Still no similar long-term solution to the worn tokens; this may not be the last time we reorder. However, between the Bocusini and the Pancakebot we've got on order, we've got some ideas about very, very short-term solutions.


Sunday, March 15, 2015

Wood


One last experimental filament: wood. This filament is a mixture of plastic and fine-grained wood fibers, alleged to produce a wood-like look and feel. Sounded fun, so I ordered a small roll. Long story short: not bad.


The first bit of difficulty with this is that it comes loosely coiled in a bag, secured with a zip-tie, rather than on a spool like other filaments. I think it's because the filament is relatively brittle, so it can't be wound as tightly. OK, but how do you put it on the printer? You could cut off the zip-tie and put it on a spool holder, but you run the risk of it uncoiling all over the place. What I did in the short term was to loosely coil some of it around an empty spool and print from there, putting the main coil back in the bag until it's needed. So far, seems to work all right.

The second potential problem is one I'd been forewarned about, so I was able to get out ahead of it. Word on the street is that the fibers in the filament cause clogging. I replaced the usual 0.4mm nozzle on my printer with an 0.75mm one, and I had no clogging issues at all.

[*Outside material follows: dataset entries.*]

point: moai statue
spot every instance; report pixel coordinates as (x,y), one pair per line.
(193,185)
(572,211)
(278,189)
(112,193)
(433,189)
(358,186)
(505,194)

Printing was a little iffy because adhesion seems inconsistent. On my first print, the tall, skinny item I was printing broke off about a quarter of the way up when I pulled it off the plate; the bottom of the piece was stuck to the printing surface more strongly than some of the layers farther up were to each other. On a later print, some of the support material didn't stick at all well to the plate, so the piece came loose and didn't finish successfully. Printing seems to be best on blockier pieces which have a lot of surface area touching the plate.

The filament itself doesn't look all that woody once printing is complete. It's a matte brown which certainly is a wood-like color, and the texture is, indeed somewhere between plastic and wood, but it's not, in itself, all that convincingly woody. It's most like a sort of really thick, dense cardstock. However, here's where another of the wood filament's properties comes in to play. The precise color is sensitive to printing temperature. Higher temps darken the wood fibers. And as it happens, there's a plugin for Cura which takes advantage of this very property. The temperature of the hot end changes during printing, creating light and dark bands, emulating wood grain, and I think that works pretty well. For another piece, I'm considering using a bit of stain and shellac.

So now that I've got that printed out, I thought I'd take stock of where our Castle Panic  set is now. At this point, the walls and most of the towers are stone-painted pieces. The wizard's tower is copper with heavy natural patina. I've also got custom pieces for tar, some painted flame tokens, a monster-themed cup we keep the dead monsters in, and a one-piece dice tower which has nothing to do with Castle Panic, but we use it anyway. At the rate we make new pieces, and at the rate the original set is wearing out from heavy use, I may end up rebuilding the whole game.